Ele não se fez rogado
Pôs o cravo encarnado
Na espingarda trazia
E aos outros que encontrou
Outros cravos lhe deixou
E deu flores àquele dia
As Armas e os Cravos, Anónimos de Abril – Vol. 1 (2025)
Em cada gesto clandestino, em cada folha escondida, em cada recusa de submissão, fez-se Abril, muito antes da revolução, e é assim que há projetos que não nascem apenas da vontade de criar, mas da urgência de lembrar. "Anónimos de Abril" é um desses gestos raros que nos tocam mais fundo do que esperávamos. Não é apenas um espetáculo, nem um disco, nem um livro. É uma promessa: a de que nenhuma liberdade pode existir de verdade se se esquecer quem a tornou possível. Anónimos de Abril, vem abrindo janelas fechadas há muito tempo, devolvendo nomes, rostos e histórias a um país que ainda precisa de se reconhecer nos seus verdadeiros heróis.
Fotografia: Google
Neste trabalho, a música e as palavras, são mais do que som e letras impressas: são ponte, são evocação, são gratidão. Cada nota e cada palavra, traz consigo o murmúrio de quem lutou na sombra, de quem se manteve firme quando o medo era regra imposta. As canções não são hinos, são sussurros persistentes. Falam-nos de vidas reais que nunca pediram aplausos, mas merecem ser escutadas com o coração inteiro. Celeste Caeiro, Aurora Rodrigues, Padre Alberto Neto, Herculana Carvalho, Luíz Carvalho, Albina Fernandes, Branca Carvalho, Francisco de Sousa Mendes, entre outros, são nomes concretos e dão rosto ao universal. E ouvimo-los não como figuras distantes, mas como ecos daquilo que poderíamos ter sido. Ou daquilo que ainda podemos ser, se tivermos coragem.
Fotografia: Anónimos de Abril
O espetáculo emociona porque é íntimo. Não se trata de encenar o passado, mas de habitá-lo por instantes e de o atravessar pela música, pela palavra e pela imagem. José Fialho Gouveia conduz-nos com sobriedade e verdade, como quem carrega histórias que não lhe pertencem, mas que, por um momento, faz chegar a todos nós. E quando Rogério Charraz e Joana Alegre, tomam conta da sala, há um silêncio raro, um respeito solene, como se cada acorde dissesse: "Escuta. Isto aconteceu. E ainda vive em ti."

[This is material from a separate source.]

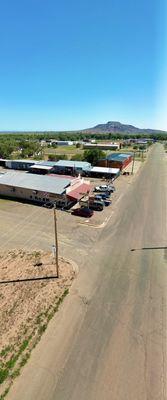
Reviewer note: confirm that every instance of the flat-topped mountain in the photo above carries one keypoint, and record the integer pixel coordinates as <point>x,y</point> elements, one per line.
<point>117,127</point>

O disco prolonga esse sentimento. Não é um registo apenas técnico ou artístico: é um relicário. É como se, ao ouvir aquelas faixas, abríssemos uma janela para dentro da memória coletiva. Uma memória que pulsa, que chora, que resiste. O livro, por sua vez, faz-nos companhia. Traz palavras e ilustrações que aquecem e nos aproximam. Cada página é uma vela acesa diante de uma ausência. Cada QR code, um caminho para reencontrar quem nunca devia ter sido perdido.
Ilustração: Marta Nunes (@martanunesilustra)

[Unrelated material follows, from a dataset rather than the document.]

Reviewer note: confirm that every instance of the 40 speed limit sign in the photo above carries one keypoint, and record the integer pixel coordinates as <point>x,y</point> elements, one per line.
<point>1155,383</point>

Mas talvez o mais bonito de "Anónimos de Abril" seja a forma como nos obriga a olhar para dentro. A perguntar: o que teria eu feito? Onde estaria eu nesse tempo de censura e repressão? A obra não nos dá respostas. Dá-nos inquietações. E é isso que a torna viva. Não é um museu. É um espelho.
Ao chegar às escolas, às cidades do país e às casas de quem o ouve e lê, "Anónimos de Abril" não se limita a informar. Forma. Constrói. Faz lembrar que a democracia não é um bem garantido, mas uma construção contínua, sobretudo nestes momentos conturbados para o mundo e para as democracias, que se dizem plenas que conhecemos. E que cada gesto de memória é já um gesto de resistência, aqui este gesto é permanente.
Mais do que homenagear o passado, este projeto devolve-nos ao presente com mais consciência. E talvez, ao final de cada leitura, de cada música, de cada silêncio escutado no escuro da sala de espetáculos, fiquemos a saber algo essencial: que Abril também se faz hoje. Que há liberdade enquanto houver memória. Que nenhuma canção se perde se for cantada de verdade.
"Anónimos de Abril" não nos fala apenas dos outros. Fala de nós. E convida-nos, com delicadeza e força, a nunca deixar de escutar.